An interesting related paper is [[RelatedPaper::Mishne, G. WWW 2006]] which used collaborative filtering over the related blog posts to suggest a set of tags for a target post.
 

Latest revision as of 21:01, 28 March 2011

Citation

Cohn et al. The Missing Link - A Probabilistic Model of Document Content and Hypertext Connectivity. Advances in Neural Information Processing Systems.

Online version

NIPS

Summary

This paper presents an interesting approach of jointly modeling the document and link generation. Potential applications include Community Detection . The basic ideas are:

  • Use a corpus of articles which have links between them. Examples of such articles are webpages with hyperlinks, scientific articles with citations etc.
  • Build a Topic Model which could jointly model the documents along with the citations between the documents. Both the words and citations in a document are dependent on the topic proportion present in the document.
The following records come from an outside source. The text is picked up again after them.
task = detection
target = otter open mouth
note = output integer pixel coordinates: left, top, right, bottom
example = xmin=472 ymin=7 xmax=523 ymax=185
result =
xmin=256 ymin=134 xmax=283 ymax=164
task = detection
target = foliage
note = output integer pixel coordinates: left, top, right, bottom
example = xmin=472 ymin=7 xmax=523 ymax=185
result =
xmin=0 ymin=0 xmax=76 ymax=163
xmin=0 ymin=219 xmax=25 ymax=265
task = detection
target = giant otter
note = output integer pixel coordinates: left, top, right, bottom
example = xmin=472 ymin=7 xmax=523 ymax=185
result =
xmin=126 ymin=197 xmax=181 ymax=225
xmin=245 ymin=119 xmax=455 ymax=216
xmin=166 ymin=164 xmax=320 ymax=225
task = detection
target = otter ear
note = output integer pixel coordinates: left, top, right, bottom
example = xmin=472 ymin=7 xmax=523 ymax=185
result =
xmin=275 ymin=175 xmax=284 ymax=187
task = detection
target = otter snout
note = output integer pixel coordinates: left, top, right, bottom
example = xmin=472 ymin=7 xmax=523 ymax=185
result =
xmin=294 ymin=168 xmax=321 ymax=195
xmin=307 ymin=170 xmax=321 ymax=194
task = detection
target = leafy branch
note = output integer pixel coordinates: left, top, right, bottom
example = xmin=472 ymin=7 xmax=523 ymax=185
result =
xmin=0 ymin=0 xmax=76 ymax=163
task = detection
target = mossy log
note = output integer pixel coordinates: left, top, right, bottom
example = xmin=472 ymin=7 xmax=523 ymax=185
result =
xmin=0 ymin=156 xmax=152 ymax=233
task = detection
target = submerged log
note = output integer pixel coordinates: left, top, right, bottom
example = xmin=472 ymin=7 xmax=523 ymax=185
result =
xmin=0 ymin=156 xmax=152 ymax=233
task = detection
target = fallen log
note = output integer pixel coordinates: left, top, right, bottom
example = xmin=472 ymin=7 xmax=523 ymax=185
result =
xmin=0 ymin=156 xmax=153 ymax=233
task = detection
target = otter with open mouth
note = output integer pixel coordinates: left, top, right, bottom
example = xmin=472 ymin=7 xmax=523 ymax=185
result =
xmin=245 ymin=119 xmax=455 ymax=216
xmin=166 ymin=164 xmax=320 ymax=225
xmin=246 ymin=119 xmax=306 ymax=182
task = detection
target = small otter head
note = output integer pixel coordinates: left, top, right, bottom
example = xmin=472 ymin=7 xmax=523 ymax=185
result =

Brief description of the method

The paper describes a method in which the document generation and link generation can be combined by using already known probabilistic version of Latent semantic indexing and HITS algorithm. More specifically both the terms in a document and the links present in the document are generated over a document-specific mixing proportion of factors. For all practical purposes these factors can be considered as topics which are multinomials over the entire vocabulary as in Latent Dirichlet Allocation. The standard method used is to evaluate an expression for the joint likelihood of the corpus and then use Expectation Maximization to compute the topic conditional distribution and the mixing proportions of the document.

Experimental Result

The author used external tasks to verify the usability of the joint model. The first evaluation task was that of classification of web-pages Web KB dataset and abstracts from Cora network. The classification was done using a nearest neighbor method where the proximity was computed using [UsesMethod:: Cosine Similarity]. The joint model shows higher accuracy than either of the model in isolation however, no statistical significance testing was carried out. The second evaluation task was to predict a quantity called reference flow which could be used to predict link between a source and target document. In comparison to a placebo link detector the joint model performs significantly better.

Related papers

An interesting related paper is Cohn, D. ICML 2000 which proposes a latent variable model for citation.